Metro: Transgender discrimination costs New York millions: Report
May 8, 2013 : By Alison Bowen
Discrimination against transgender people is costing New York millions, according to a new report.
The study, released yesterday by the UCLA’s Williams Institute, says that housing and employment discrimination cost the state millions of dollars as people lean on public assistance instead.
According to the study, workplace discrimination could cost the state about $7 million each year.
The report estimates about 58,000 New Yorkers are transgender and said 59 percent are covered under local anti-discrimination statutes.
But that leaves about 23,800 people unprotected, according to the study.

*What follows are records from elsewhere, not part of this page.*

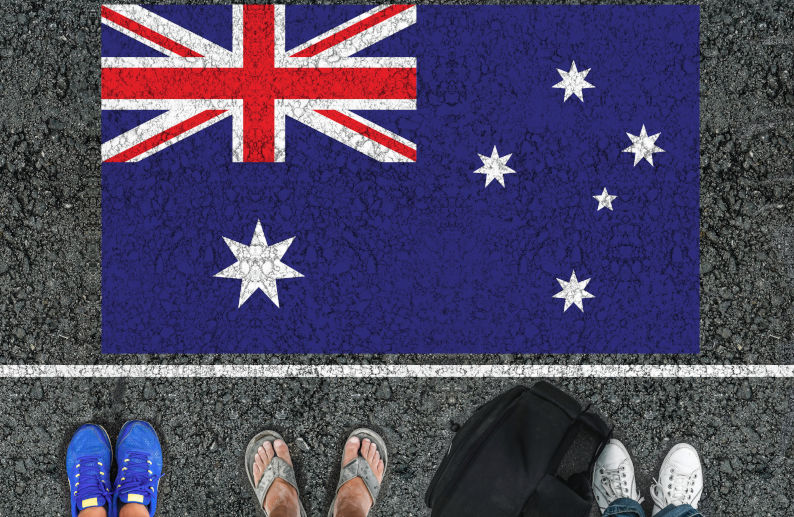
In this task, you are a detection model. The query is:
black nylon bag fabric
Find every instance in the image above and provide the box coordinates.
[425,382,611,517]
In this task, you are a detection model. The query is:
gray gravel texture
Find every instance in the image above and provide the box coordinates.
[1,378,793,516]
[0,0,793,516]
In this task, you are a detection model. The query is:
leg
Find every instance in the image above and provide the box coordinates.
[654,504,702,517]
[78,509,107,517]
[334,498,368,517]
[602,497,646,517]
[118,504,149,517]
[269,506,299,517]
[333,436,385,517]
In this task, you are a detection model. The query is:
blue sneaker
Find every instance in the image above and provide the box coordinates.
[112,420,163,516]
[66,424,113,517]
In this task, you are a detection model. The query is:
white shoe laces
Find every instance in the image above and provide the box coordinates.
[598,464,642,503]
[651,467,699,507]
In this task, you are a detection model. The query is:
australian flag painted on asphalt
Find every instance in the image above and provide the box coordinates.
[100,5,700,354]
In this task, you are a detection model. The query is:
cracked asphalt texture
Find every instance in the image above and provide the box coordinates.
[0,0,792,515]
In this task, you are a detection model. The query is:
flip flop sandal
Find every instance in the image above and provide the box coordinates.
[327,428,388,517]
[245,430,307,517]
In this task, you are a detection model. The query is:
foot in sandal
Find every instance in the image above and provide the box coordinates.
[246,431,305,517]
[332,434,386,517]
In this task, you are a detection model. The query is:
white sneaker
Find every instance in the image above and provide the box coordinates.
[592,439,643,512]
[650,443,704,516]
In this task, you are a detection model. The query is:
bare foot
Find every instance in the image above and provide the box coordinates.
[333,436,385,517]
[252,439,301,517]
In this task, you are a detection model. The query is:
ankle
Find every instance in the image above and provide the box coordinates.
[268,501,300,517]
[119,502,150,517]
[334,497,369,517]
[264,481,300,512]
[78,507,107,517]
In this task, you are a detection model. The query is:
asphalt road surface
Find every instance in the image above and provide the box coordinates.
[0,0,793,515]
[2,377,793,516]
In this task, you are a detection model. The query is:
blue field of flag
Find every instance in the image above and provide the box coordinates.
[101,5,699,353]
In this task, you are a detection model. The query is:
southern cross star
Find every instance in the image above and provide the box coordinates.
[553,270,594,312]
[623,124,665,166]
[552,61,595,102]
[593,187,617,211]
[473,146,516,188]
[215,220,303,308]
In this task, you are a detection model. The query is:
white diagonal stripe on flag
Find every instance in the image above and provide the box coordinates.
[101,101,237,162]
[101,4,239,68]
[283,5,417,69]
[101,11,183,58]
[279,99,416,162]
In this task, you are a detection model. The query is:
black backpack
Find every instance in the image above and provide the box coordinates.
[425,382,611,517]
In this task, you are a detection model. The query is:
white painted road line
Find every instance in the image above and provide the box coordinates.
[0,364,793,378]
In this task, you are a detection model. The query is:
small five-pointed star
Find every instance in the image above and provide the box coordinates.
[473,146,516,188]
[623,124,665,166]
[553,270,594,312]
[215,220,303,308]
[552,61,594,102]
[593,187,617,211]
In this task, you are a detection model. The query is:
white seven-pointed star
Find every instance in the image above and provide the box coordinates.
[473,146,516,188]
[553,270,595,312]
[622,125,665,166]
[552,61,595,102]
[593,187,618,211]
[215,220,303,308]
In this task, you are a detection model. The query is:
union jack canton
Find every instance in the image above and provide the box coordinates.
[101,4,417,162]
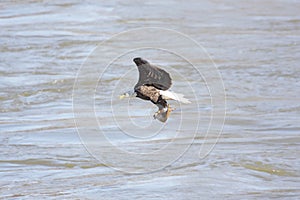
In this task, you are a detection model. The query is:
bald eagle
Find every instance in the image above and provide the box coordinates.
[120,57,190,123]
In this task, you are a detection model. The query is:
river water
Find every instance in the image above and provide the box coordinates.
[1,0,299,199]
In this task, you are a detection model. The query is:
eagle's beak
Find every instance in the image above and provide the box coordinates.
[119,94,126,100]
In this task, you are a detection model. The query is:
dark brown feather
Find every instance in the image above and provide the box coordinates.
[133,57,172,91]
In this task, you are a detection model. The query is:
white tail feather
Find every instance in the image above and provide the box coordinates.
[159,90,191,104]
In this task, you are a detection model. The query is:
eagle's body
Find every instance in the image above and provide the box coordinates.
[121,57,190,123]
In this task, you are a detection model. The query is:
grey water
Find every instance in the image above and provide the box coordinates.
[1,0,299,199]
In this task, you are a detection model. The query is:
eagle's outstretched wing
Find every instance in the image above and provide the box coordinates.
[133,57,172,91]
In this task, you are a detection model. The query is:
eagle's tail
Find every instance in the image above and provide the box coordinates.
[159,90,191,104]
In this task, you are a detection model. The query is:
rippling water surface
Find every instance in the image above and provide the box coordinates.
[1,0,299,199]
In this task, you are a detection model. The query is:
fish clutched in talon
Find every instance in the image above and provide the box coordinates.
[153,104,175,123]
[120,57,190,123]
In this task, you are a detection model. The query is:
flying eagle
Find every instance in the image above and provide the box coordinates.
[120,57,190,123]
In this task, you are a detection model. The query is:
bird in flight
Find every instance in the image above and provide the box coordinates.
[120,57,190,123]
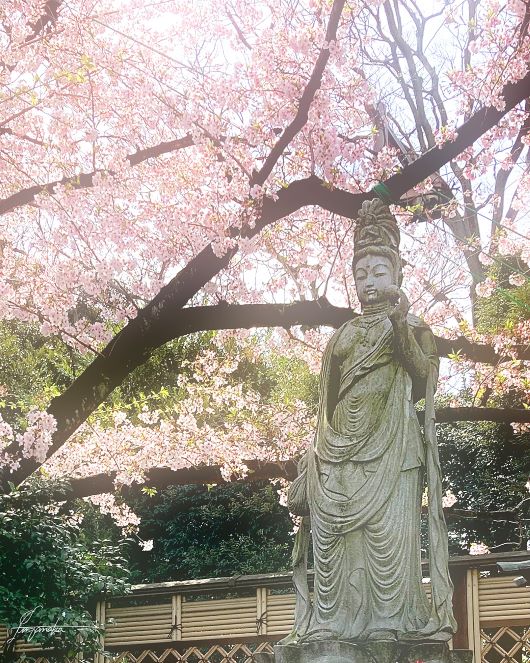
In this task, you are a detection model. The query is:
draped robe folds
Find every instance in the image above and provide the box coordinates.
[285,313,457,644]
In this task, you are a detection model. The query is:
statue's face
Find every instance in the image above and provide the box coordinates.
[354,254,395,306]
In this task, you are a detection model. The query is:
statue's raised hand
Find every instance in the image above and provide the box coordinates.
[387,287,410,325]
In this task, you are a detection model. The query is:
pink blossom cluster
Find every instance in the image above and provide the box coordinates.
[46,339,315,522]
[16,410,57,465]
[475,278,497,299]
[422,488,457,509]
[511,422,530,435]
[469,542,490,555]
[434,126,458,148]
[442,490,458,509]
[86,493,141,533]
[0,410,57,471]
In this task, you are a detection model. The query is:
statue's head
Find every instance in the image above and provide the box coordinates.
[352,199,402,307]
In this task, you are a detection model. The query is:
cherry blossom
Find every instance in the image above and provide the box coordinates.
[139,539,154,552]
[442,490,458,509]
[469,542,491,556]
[0,0,528,513]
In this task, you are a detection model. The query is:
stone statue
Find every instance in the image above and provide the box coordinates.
[276,200,458,660]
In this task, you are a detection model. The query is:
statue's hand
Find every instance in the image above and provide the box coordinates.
[388,287,410,325]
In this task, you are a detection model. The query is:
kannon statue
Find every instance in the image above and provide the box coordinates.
[283,199,457,645]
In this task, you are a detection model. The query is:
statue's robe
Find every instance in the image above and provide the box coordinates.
[285,312,456,643]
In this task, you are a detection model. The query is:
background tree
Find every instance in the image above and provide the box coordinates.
[126,482,294,583]
[439,421,530,554]
[0,476,130,662]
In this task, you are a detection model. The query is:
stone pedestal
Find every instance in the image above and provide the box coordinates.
[254,641,473,663]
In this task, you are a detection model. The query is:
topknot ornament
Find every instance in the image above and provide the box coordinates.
[353,199,400,258]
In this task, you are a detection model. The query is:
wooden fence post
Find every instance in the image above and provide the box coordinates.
[172,594,182,641]
[452,565,470,649]
[256,587,268,636]
[94,599,106,663]
[466,568,481,662]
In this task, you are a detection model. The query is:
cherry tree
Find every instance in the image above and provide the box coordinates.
[0,0,529,498]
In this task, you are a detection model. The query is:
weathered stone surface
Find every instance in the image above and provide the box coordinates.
[402,642,452,663]
[365,641,401,663]
[257,641,473,663]
[274,640,370,663]
[254,652,275,663]
[450,650,474,663]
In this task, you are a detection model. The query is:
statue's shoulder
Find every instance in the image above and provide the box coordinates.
[324,317,357,356]
[332,316,359,336]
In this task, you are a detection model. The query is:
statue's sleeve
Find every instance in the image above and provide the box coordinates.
[411,322,439,401]
[319,323,348,422]
[326,347,341,421]
[416,325,439,380]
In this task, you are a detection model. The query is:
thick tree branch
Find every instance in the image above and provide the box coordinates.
[434,334,530,364]
[3,68,530,490]
[69,460,298,498]
[127,134,194,165]
[123,298,530,364]
[66,402,530,499]
[0,171,98,216]
[0,135,194,215]
[25,0,63,43]
[423,407,530,425]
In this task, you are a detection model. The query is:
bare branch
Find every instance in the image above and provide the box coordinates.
[226,10,252,50]
[383,1,435,147]
[444,507,520,523]
[491,102,530,238]
[250,0,346,187]
[382,71,530,202]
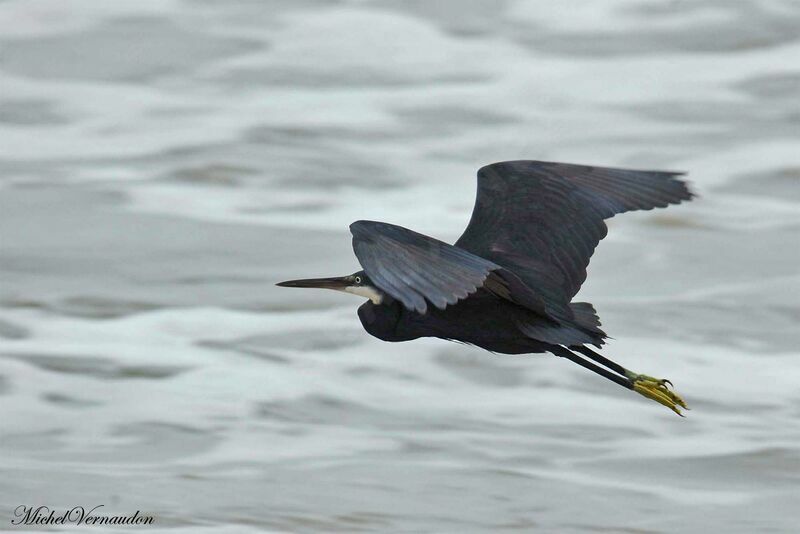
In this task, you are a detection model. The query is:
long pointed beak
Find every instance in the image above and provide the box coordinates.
[275,276,349,290]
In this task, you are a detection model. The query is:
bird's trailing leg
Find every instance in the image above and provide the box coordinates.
[573,345,688,416]
[549,345,633,390]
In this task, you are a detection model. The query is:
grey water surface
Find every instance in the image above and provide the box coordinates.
[1,1,799,532]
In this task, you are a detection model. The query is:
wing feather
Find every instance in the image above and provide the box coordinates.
[455,160,693,320]
[351,220,494,314]
[350,220,550,316]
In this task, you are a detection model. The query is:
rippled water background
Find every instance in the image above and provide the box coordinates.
[1,1,799,532]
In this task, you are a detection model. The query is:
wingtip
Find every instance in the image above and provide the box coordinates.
[678,181,698,204]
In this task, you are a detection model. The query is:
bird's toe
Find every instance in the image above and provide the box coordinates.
[627,373,688,416]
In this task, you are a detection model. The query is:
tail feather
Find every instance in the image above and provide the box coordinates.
[515,301,607,348]
[569,302,607,340]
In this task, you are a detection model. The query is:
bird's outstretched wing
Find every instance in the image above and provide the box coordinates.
[455,160,693,321]
[350,220,549,315]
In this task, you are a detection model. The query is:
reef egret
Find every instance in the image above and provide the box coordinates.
[277,161,693,415]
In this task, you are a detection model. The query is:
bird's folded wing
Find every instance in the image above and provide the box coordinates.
[350,220,549,316]
[455,160,693,321]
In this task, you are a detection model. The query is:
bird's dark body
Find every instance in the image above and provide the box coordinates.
[358,291,560,355]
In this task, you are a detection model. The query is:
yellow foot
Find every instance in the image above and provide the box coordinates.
[626,373,688,416]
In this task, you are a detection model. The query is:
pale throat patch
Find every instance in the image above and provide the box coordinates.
[343,285,383,304]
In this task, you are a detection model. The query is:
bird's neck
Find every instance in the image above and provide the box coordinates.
[344,285,384,304]
[357,299,415,342]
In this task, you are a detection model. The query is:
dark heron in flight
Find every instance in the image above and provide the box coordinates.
[278,161,693,415]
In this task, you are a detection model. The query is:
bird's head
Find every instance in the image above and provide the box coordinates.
[276,270,384,304]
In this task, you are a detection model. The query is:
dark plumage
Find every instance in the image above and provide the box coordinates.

“It shocks the conscience that nearly 24,000 New Yorkers can be fired from their jobs or be evicted from their homes merely because of their gender identity or expression,” state senator Brad Hoylman said today.
The group said that people report losing their jobs because of bias, which means not only lost wages but losing health insurance coverage and housing instability.
This results in higher public assistance and housing program spending, the study argued.
In the report, 19 percent of New Yorkers in the study said they were denied a home or apartment because of anti-transgender bias.
The report also argued transgender people would contribute taxes if they were not fired for being transgender.
Holyman said that the state should pass an anti-discrimination law he proposed that would cover the 23,800 transgender people he says are not protected by such a rule.